When workers planned production: the Lucas Aerospace plan
The south east region of the TUC recently showed a film about the Lucas Aerospace shop stewards’ committee who, 35 years ago, produced a plan to make socially useful products instead of the weapons of mass destruction they made for their employer.
The Lucas shop stewards were facing mass redundancies and plant closures. But part of their campaign against the job cuts was an imaginative plan for socially useful products which they could use their skills to design and make. Their ideas and approach inspired many workers at the time.
The film was produced 35 years ago by the independent television company ATV.
Bill Mullins, an ex-senior shop steward at Rover Solihull, reviewed it for the Socialist.
About 200 people attended the showing and the film was followed by a question and answer session with a panel of trade unionists including an ex-convenor of Ford Dagenham and Hilary Wainwright, author of The Lucas Plan, first published in 1981.
The film was produced for a mass TV audience but in general it treated the subject with the seriousness that it deserved.
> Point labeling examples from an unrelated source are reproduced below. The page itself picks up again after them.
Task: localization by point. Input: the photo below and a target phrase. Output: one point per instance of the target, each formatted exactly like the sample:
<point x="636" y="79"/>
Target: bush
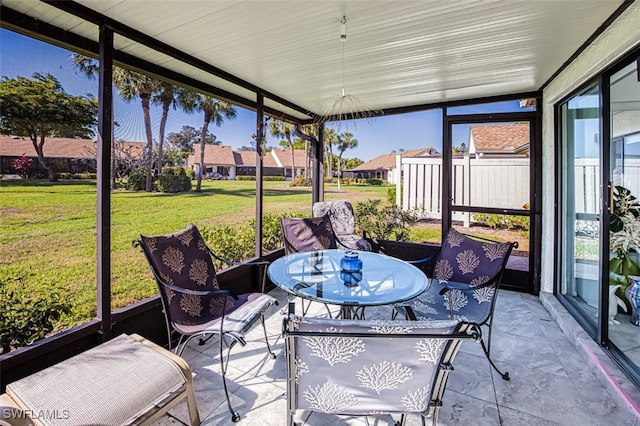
<point x="175" y="180"/>
<point x="136" y="182"/>
<point x="385" y="221"/>
<point x="391" y="195"/>
<point x="25" y="319"/>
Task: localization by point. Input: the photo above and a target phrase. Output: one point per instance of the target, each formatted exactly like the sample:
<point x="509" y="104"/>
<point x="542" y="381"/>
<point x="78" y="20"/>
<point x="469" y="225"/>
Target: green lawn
<point x="48" y="231"/>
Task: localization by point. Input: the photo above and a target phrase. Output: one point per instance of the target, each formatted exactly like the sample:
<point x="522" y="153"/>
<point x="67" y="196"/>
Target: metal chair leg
<point x="505" y="375"/>
<point x="266" y="339"/>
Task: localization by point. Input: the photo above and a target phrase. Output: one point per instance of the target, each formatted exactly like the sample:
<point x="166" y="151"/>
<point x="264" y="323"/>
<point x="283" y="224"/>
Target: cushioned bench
<point x="127" y="380"/>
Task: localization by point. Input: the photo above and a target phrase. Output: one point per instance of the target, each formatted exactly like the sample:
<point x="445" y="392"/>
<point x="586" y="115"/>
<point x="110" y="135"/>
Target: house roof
<point x="507" y="138"/>
<point x="397" y="54"/>
<point x="61" y="147"/>
<point x="388" y="161"/>
<point x="283" y="157"/>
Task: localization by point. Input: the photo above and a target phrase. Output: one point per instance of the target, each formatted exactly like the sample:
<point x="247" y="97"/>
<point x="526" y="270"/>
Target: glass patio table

It showed the shop stewards debating among themselves about their plans to produce a range of products – from kidney dialysis machines to a rail/road vehicle that they designed in collaboration with a neighbouring polytechnic.
It also tried to show the reaction of the Lucas bosses but they refused to be filmed. Instead we heard a sound recording from the managing director, squirming as he tried to claim that that the shop stewards’ plan was a non-runner.
Even now, after all this time, you can hear our ‘betters’ in the tone of his voice. He says “but there is no alternative” to producing what we do, ie fighter plane parts and rockets for the military.
Ahead of their time
Some of the shop stewards’ ideas were far ahead of their time. For example their ideas for a hybrid car which ran on electricity as well as petrol.
The stewards’ socially useful alternative products were not something thought up overnight. They were the result of four years of discussion with their members in the 13 plants that made up the Lucas Aerospace combine committee.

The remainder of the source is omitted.